“Nothing feels different,” Acuna said via team interpreter Franco Garcia. “The best part was I was able to help the team win. Nothing is different. I don’t feel that way. I go out with the same mentality and try to have fun and enjoy myself. That’s when I have that success.”
The 22-year-old went 5-for-8 with three homers, five RBIs and three runs scored across the 14 innings. He raised his average from .214 entering the day to .266. He bumped his OPS from .710 to .913. Acuna had more homers and RBIs on the day than he’d had collectively over the first 15 games (one and four, respectively).
Unfortunately, Acuna couldn’t enjoy his showing with his close friend Albies, though the two have remained in constant contact.
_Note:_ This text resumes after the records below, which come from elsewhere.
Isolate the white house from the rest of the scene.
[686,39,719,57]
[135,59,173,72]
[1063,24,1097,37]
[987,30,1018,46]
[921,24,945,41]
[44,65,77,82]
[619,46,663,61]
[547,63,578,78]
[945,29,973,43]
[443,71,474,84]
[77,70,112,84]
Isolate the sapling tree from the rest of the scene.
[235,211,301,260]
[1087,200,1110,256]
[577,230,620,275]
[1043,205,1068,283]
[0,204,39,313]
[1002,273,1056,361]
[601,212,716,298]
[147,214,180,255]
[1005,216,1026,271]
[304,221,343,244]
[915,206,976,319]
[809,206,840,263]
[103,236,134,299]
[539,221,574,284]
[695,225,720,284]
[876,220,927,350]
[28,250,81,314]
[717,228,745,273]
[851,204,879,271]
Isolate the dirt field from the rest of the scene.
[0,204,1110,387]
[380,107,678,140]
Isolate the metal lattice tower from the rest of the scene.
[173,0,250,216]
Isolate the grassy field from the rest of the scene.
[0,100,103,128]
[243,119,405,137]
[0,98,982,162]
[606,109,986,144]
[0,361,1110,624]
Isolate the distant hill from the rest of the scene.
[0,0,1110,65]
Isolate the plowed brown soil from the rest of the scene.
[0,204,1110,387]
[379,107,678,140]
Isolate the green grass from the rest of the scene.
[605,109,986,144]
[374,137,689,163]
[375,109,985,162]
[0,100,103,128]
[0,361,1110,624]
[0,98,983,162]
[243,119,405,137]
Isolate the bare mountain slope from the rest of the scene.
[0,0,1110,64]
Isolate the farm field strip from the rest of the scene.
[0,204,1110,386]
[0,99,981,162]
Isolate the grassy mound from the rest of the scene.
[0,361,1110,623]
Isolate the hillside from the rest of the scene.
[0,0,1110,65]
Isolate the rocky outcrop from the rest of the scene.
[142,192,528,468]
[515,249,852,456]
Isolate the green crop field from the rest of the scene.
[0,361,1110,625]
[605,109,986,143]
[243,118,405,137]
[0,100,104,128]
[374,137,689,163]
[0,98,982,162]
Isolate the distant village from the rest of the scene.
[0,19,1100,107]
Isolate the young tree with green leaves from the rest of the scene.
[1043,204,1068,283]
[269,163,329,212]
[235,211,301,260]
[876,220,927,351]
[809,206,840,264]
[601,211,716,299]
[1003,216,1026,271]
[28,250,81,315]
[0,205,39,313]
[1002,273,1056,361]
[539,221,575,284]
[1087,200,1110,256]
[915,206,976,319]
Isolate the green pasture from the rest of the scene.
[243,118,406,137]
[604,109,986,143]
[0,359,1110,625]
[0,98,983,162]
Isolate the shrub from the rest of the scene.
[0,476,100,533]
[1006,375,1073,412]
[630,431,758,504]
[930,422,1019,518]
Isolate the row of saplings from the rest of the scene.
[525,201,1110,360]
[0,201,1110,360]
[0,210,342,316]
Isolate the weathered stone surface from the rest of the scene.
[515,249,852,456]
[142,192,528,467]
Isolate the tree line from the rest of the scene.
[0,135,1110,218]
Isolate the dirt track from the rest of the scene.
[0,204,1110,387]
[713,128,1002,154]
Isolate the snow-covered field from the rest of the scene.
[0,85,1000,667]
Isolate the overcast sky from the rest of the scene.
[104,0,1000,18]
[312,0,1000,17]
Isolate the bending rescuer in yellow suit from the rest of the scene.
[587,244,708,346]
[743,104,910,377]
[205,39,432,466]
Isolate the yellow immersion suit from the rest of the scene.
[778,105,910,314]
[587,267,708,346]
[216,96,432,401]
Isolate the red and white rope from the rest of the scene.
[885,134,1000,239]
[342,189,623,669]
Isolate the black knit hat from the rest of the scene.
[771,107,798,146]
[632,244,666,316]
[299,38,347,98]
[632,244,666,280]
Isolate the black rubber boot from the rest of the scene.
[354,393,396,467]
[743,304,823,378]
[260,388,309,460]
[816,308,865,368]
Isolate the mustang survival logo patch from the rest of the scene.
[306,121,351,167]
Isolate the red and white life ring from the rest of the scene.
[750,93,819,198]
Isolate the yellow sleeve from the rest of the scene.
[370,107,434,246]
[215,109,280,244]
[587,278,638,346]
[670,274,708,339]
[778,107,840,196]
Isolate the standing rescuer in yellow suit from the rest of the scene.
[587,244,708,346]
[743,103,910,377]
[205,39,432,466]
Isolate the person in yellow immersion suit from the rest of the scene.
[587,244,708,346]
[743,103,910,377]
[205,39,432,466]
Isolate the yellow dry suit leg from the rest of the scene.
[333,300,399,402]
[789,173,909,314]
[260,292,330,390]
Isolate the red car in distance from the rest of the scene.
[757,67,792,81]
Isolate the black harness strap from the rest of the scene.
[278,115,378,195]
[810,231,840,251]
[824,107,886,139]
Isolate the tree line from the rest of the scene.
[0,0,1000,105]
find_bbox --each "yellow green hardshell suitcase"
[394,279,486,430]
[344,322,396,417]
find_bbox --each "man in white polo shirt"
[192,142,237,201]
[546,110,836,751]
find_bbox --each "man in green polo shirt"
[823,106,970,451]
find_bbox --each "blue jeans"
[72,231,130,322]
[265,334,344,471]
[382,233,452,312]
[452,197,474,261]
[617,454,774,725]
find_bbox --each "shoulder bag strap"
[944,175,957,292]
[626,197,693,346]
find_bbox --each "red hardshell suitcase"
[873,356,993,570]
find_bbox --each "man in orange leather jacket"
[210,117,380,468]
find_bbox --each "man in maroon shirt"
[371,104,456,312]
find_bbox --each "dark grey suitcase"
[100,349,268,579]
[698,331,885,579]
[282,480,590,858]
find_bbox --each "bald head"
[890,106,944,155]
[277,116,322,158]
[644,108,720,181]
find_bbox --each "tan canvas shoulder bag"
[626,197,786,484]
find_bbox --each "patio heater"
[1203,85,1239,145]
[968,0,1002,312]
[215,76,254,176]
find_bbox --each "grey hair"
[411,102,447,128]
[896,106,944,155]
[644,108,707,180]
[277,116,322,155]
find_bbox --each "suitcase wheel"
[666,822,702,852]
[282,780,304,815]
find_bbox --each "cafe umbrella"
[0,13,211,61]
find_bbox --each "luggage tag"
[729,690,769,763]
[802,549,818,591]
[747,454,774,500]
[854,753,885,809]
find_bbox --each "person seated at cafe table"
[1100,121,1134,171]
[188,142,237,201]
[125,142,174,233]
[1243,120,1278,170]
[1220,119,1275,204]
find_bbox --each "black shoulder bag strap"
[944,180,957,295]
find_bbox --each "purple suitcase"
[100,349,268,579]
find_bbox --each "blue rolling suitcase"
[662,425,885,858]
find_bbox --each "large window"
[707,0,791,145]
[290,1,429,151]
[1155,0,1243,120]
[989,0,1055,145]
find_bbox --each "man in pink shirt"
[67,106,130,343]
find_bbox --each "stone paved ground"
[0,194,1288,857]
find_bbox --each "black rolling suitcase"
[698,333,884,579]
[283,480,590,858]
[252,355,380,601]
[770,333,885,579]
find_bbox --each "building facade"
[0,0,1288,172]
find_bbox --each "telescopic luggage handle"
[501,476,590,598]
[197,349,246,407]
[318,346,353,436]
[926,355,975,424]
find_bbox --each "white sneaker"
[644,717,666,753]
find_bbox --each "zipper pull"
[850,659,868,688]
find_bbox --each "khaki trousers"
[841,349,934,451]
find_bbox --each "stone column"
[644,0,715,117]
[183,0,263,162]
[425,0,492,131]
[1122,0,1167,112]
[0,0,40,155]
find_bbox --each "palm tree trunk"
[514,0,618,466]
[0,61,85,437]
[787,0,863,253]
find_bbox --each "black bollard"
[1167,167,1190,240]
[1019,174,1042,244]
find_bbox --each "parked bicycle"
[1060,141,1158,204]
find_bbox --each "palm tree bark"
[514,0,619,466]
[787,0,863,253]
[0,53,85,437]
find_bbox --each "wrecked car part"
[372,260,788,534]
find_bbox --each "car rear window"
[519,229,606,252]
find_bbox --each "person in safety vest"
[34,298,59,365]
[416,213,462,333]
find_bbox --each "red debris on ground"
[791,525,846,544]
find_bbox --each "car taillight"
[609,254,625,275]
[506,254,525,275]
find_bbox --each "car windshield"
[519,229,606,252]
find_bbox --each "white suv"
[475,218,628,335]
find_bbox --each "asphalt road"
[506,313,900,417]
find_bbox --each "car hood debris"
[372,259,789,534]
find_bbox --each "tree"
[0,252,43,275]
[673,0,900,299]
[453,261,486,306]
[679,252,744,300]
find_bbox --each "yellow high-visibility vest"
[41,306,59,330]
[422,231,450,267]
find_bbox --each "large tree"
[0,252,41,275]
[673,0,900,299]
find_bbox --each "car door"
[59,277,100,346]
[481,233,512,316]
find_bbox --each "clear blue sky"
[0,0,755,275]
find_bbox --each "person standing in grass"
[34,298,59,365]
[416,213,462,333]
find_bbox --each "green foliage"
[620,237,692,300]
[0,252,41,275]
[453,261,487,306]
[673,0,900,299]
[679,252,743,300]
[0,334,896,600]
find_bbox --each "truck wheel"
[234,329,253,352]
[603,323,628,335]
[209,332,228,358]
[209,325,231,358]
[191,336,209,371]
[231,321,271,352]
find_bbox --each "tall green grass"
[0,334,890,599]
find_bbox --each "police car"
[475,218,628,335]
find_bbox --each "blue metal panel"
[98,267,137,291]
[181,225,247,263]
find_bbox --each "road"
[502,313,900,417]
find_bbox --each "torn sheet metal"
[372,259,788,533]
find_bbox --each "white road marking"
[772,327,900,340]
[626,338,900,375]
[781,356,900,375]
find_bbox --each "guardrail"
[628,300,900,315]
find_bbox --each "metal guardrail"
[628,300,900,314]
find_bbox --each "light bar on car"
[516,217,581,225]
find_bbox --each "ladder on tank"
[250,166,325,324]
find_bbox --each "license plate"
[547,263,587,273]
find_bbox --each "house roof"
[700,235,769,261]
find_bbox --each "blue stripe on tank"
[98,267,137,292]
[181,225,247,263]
Acuna and Albies have forged a tight relationship over the past five years. The two have been playing video games together after every game, Acuna said.
“Brothers are going to support each other in the good times and the bad times,” Acuna said. “Regardless of whatever is happening, ever since we met in 2015, I feel like he’s supported me and had my back. I’m always going to have his back, no matter what. I’ve definitely kept in touch with him. I’ve been calling him after every game, no matter what, asking him how he’s doing, how he’s feeling and if he’s going to be back next week. Obviously, I’m anticipating it with much anxiety. Needless to say, I miss him.”
Other items from Monday:
» Left-hander Cole Hamels still hasn’t thrown off a mound, Snitker said. The team is thinking he will “in the near future.” Hamels’ absence has been disappointing for several reasons. Even in the best-case scenario, the Braves won’t see much from their big offseason rotation addition.
The 36-year-old, who suffered oblique injuries in recent seasons, was stalled in spring training by shoulder inflammation. The team was optimistic he would be ready after the rebooted camp last month, but left triceps tendinitis delayed Hamels again.
The clock is ticking on Hamels, who’s running out of time to pitch this season. Nevertheless, Snitker said the Braves are holding out hope he’ll eventually see the field.
“We are (hopeful he’ll pitch),” Snitker said. “I was talking to (trainer) George (Poulis) about that today. I think there’s still hope that before the season is over we can see him. Until you get off the mound, you don’t know. Until you get off there, start getting down the hill and turning balls loose, that’s a whole different animal. Throwing live (batting practices). There’s still a lot of boxes to check before we do.”
» In other starter news, Mike Foltynewicz has continued working out at the alternate training site in Gwinnett, trying to rebuild his velocity.
“He’s doing a long-toss program trying to get his strength back,” Snitker said.
The Braves designated Foltynewicz for assignment after his first start, which was disastrous. He stayed in the organization and was assigned to the team’s alternate camp. He’s included in the Braves’ 60-man pool but is off the 40-man roster.
His only outing came after two exhibition opportunities in which Foltynewicz had shown declining velocity. His fastball hovered around 89 mph in his latest start, peaking at 92, which was an eye-opening difference from the roughly 95 mph he averaged last season.
There’s little reason to believe Foltynewicz will work his way back into the Braves’ plans anytime soon. Their sole focus with the right-hander is on his strength-building program.
» New slugger Marcell Ozuna continues to draw praise. Snitker and his players rave about Ozuna nearly daily, citing a lovable personality and remarkable baseball IQ. Ozuna has three homers, four doubles and seven RBIs in 17 games.
“The more I’m around him, the more I like him,” Snitker said. “As a person, he’s sharp. He doesn’t miss anything. He’s a very intelligent player. He’s a pro. He’s been good for our club. He’s been good for our young players. All he wants to do is compete and win. I’ve been very (impressed).”